Es la misma narrativa que arreció la semana pasada, desde los comentarios anónimos en portales de noticias hasta un editorial del diario El País, para señalar a José Mujica, antes de que empezara su velorio, como presunto responsable del golpe de Estado de 1973 y todas las atrocidades que lo siguieron. Como al descuido, la idea insidiosa es que quedan demasiadas cuentas pendientes y más vale olvidar, incluso el reclamo por los desaparecidos.
Mientras tanto, el pacto para esconder la verdad persiste. Probablemente garantiza la impunidad de algunos criminales aún vivos y que no han sido procesados por otros delitos. Al mismo tiempo constituye un castigo cruel e incesante, quizá con intención de escarmiento. La víctima es el conjunto de la sociedad.
Sin embargo, la memoria no cesa; se reconstruye y se reproduce. Las marchas y sus demandas convocan a multitudes de personas que no habían nacido cuando se realizó la primera, reviven en el arte y salen a las canchas de fútbol. La Operación Olvido es un fracaso.
Somos y seguiremos siendo Familiares. No estamos condenados a 30 ni a 100 años de soledad con nuestros carteles y nuestro dolor. A contramano de las marchas, hay quienes nos niegan el alivio por lealtades indebidas, pero aún pueden cruzar la calle.
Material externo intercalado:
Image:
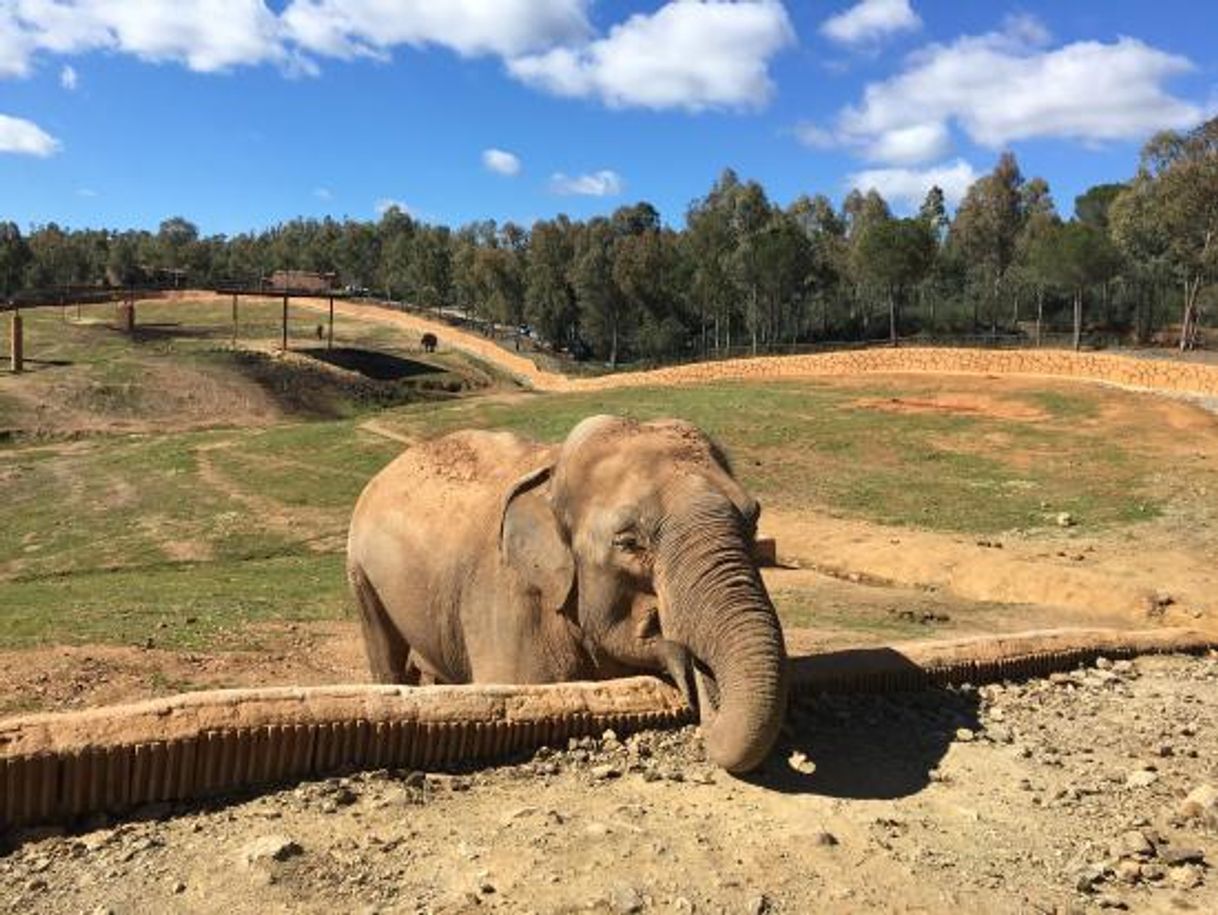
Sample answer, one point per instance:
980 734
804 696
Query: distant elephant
484 557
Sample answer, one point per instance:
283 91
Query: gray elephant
484 557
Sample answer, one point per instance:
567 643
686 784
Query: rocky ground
1088 790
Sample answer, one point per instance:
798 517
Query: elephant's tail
387 651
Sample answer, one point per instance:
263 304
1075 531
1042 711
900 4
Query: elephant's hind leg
386 650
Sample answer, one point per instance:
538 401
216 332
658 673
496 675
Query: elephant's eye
627 541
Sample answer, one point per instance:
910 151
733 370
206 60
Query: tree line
743 272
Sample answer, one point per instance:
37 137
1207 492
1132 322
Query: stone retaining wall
1171 375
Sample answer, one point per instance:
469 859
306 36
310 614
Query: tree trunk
753 317
892 316
1188 324
1040 311
1078 319
613 341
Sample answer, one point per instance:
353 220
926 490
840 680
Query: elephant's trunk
719 608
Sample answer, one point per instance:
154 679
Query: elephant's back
451 485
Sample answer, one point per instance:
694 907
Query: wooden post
16 345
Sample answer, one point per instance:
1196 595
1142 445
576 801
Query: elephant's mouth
693 678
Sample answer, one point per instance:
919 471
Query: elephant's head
641 534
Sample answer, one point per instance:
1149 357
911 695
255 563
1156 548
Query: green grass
177 606
105 539
88 367
809 446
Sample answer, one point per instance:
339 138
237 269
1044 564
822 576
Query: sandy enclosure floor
1062 794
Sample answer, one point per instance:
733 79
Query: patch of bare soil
1088 578
62 678
955 403
1054 796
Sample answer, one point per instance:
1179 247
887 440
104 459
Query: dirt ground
1065 794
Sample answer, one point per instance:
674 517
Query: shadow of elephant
870 725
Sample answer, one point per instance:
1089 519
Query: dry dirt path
1098 579
1052 796
1165 375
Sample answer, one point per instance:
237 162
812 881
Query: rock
625 899
1175 857
1201 804
1185 876
269 848
1088 876
1141 779
1133 844
799 762
518 814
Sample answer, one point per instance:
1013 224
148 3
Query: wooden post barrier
16 344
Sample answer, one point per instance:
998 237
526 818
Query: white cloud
347 28
24 138
688 54
908 187
910 145
1000 88
871 20
604 183
205 37
501 161
385 204
814 137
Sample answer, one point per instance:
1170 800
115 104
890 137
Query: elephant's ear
532 541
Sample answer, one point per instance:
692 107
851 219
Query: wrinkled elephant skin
482 557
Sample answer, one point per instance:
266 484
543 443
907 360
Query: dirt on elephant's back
1045 796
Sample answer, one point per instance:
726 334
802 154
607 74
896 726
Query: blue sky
240 113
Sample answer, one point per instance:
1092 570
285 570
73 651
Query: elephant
484 557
Edison Arrarte era capitán en 1972, con destino en un cuartel de Salto, cuando vio el maltrato a un detenido. Pudo callar para no meterse en problemas, pero dio la orden de que cesara la tortura. En manos de la llamada “justicia militar”, estuvo nueve meses preso, pasó un tiempo en libertad condicional y luego recibió una condena de casi diez años. Con el regreso de la democracia, se recompuso su carrera y pasó al grado de general. Se lo mantuvo al margen del Ejército, pero será recordado como un hombre digno de la herencia artiguista.
Para Belela Herrera habría sido muy fácil mirar para otro lado en setiembre de 1973. Estaba en Chile como esposa de un diplomático que, al igual que ella, venía de una familia patricia, muy vinculada con el poder político y económico. Nadie le habría reclamado nada por permanecer en el lugar de una mujer impotente ante decisiones ajenas, y tenía permitido dolerse por la masacre pinochetista en el living de su casa. En cambio, salió a la calle y siguió del lado de la vida para siempre.
Desde hoy estará en las librerías Desobedientes y recuperados, de Daniel Gatti. Registra la historia de los grupos de hijas, hijos y otros familiares de represores que reniegan de ellos y quieren “aportar, desde el otro lado”, al esclarecimiento de sus crímenes y la “construcción de memoria”. Surgieron en Argentina hace ocho años y se han extendido en varios otros países latinoamericanos, incluido Uruguay. Es posible cambiar de vereda.
El comandante en jefe del Ejército, Mario Stevenazzi, dijo el domingo que un soldado “es solidaridad, es empatía, es valor, es libertad”. Todos los indicios son útiles y hay vías seguras para hacerlos llegar. Lo que se informa a la Institución Nacional de Derechos Humanos o a religiosos no pasa a Fiscalía, que por otra parte no tiene asuntos pendientes con quienes eran subalternos hace cuatro o cinco décadas. Ayudar a que termine la larga canallada no es traición, sino un gran servicio a la patria.